Ashim merasa rombongannya diikuti Bani Luhayan, kemudian mereka berlindung di sebuah kebun. Bani Luhayan berkata; "Turun dan menyerahlah, kami akan membuat perjanjian dan tidak akan membunuh salah seorang di antara kalian." Ashim bin Tsabit berkata; "Aku tidak akan menyerahkan diri pada orang kafir." Lalu memanjatkan doa; "Ya Allah, beritakan kondisi kami kepada Nabi-Mu shallallahu'alaihi wa salam."

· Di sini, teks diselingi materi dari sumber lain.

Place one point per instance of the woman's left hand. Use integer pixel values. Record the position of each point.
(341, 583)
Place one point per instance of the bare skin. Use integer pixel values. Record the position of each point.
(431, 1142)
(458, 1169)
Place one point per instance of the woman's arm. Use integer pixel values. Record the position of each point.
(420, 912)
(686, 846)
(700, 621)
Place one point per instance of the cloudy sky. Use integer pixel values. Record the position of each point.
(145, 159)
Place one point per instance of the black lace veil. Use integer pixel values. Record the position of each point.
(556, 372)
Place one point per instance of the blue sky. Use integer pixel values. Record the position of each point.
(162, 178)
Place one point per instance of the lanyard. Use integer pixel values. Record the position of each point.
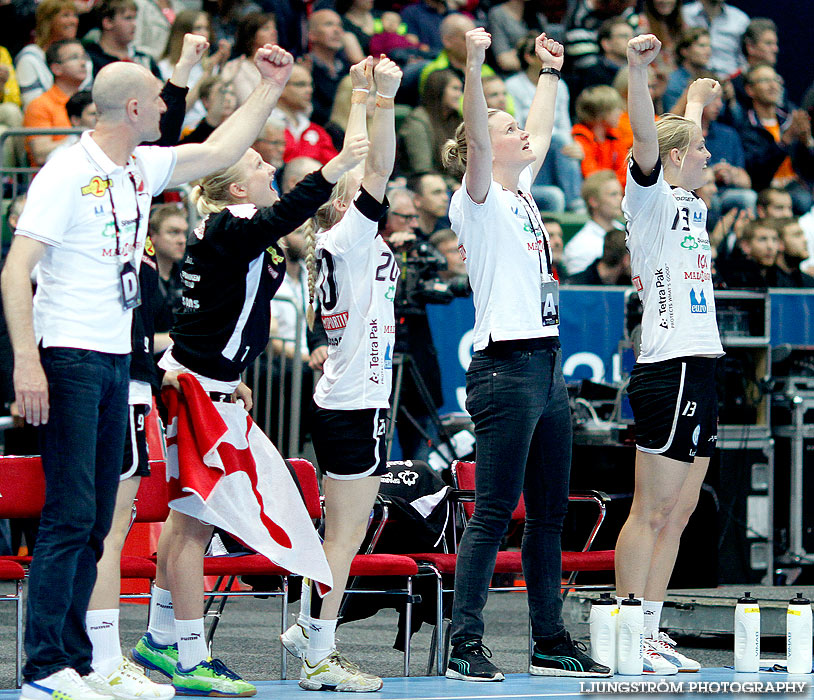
(116, 219)
(537, 230)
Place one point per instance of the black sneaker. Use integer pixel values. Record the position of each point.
(566, 658)
(469, 661)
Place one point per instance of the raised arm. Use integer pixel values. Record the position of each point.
(382, 155)
(540, 122)
(231, 139)
(699, 95)
(361, 80)
(641, 51)
(476, 121)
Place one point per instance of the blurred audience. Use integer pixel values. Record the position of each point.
(596, 131)
(427, 128)
(603, 197)
(726, 25)
(613, 267)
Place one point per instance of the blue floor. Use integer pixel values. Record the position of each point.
(521, 685)
(706, 682)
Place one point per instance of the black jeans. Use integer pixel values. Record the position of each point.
(519, 404)
(82, 447)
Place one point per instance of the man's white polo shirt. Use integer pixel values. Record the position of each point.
(78, 299)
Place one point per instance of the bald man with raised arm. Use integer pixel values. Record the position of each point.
(83, 228)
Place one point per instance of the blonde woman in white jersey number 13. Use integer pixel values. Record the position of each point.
(672, 386)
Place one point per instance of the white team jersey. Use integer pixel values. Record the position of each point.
(78, 300)
(501, 242)
(356, 285)
(670, 265)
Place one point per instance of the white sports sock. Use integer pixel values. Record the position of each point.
(103, 629)
(305, 598)
(191, 643)
(162, 618)
(652, 617)
(321, 640)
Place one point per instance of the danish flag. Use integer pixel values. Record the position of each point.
(223, 470)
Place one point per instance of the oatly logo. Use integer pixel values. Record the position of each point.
(335, 322)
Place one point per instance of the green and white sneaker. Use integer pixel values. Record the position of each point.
(128, 682)
(156, 657)
(211, 678)
(295, 640)
(335, 672)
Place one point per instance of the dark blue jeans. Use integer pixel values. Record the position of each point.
(519, 405)
(82, 446)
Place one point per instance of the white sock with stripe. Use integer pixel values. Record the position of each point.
(103, 630)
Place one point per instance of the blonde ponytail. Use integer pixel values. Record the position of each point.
(309, 237)
(211, 194)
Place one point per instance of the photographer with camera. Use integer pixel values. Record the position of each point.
(420, 283)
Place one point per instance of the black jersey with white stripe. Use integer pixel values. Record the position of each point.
(142, 364)
(232, 269)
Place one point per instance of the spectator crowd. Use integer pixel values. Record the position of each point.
(761, 144)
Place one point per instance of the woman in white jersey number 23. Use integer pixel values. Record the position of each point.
(356, 280)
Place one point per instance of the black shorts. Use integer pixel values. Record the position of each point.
(350, 444)
(675, 406)
(136, 461)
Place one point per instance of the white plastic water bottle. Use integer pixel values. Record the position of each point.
(798, 635)
(630, 638)
(602, 621)
(747, 635)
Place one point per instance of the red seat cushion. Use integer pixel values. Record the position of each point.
(600, 560)
(11, 571)
(21, 560)
(137, 567)
(383, 565)
(445, 563)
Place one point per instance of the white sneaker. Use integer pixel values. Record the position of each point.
(65, 684)
(655, 663)
(666, 648)
(295, 640)
(336, 673)
(128, 682)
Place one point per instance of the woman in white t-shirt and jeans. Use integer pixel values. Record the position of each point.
(672, 386)
(516, 393)
(354, 273)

Rombongan Bani Luhayan melempari utusan Rasulullah SAW dengan tombak, sehingga Ashim pun terbunuh. Utusan Rasulullah SAW tinggal tiga orang, mereka setuju untuk membuat perjanjian. Mereka itu adalah Hubaib, Zaid bin Dasnah dan seorang laki-laki yang kemudian ditombak pula setelah mengikatnya. Laki-laki yang ketiga itu berkata; "Ini adalah pengkhianatan yang pertama. Demi Allah, aku tidak akan berkompromi kepadamu karena aku telah memiliki teladan (sahabat-sahabatku yang terbunuh)."
Kemudian rombongan Bani Hudhail membawa pergi Hubaib dan Zaid bin Dasnah, mereka berdua dijual. Ini terjadi setelah peperangan Badar. Adalah Bani al-Harits bin Amr bin Nufail yang membeli Hubaib. Karena Hubaib adalah orang yang membunuh Harits bin Amir pada peperangan Badar. Kini Hubaib menjadi tawanan Bani al-Harits yang telah sepakat untuk membunuhnya.
Pada suatu hari Hubaib meminjam pisau silet dari salah seorang anak perempuan al-Harits untuk mencukur kumisnya. Perempuan itu meminjamkannya. Tiba-tiba anak laki-laki perempuan itu mendekati Hubaib bhkan duduk dipangkuannya tanpa sepengetahuan ibunya. Sementara tangan kanan Hubaib memegang silet. Wanita itu berkata; "Aku sangat kaget." Hubaib pun mengetahui yang kualami. Hubaib berkata; "Apakah kamu khawatir aku akan membunuh anakmu? Aku tidak mungkin membunuhnya."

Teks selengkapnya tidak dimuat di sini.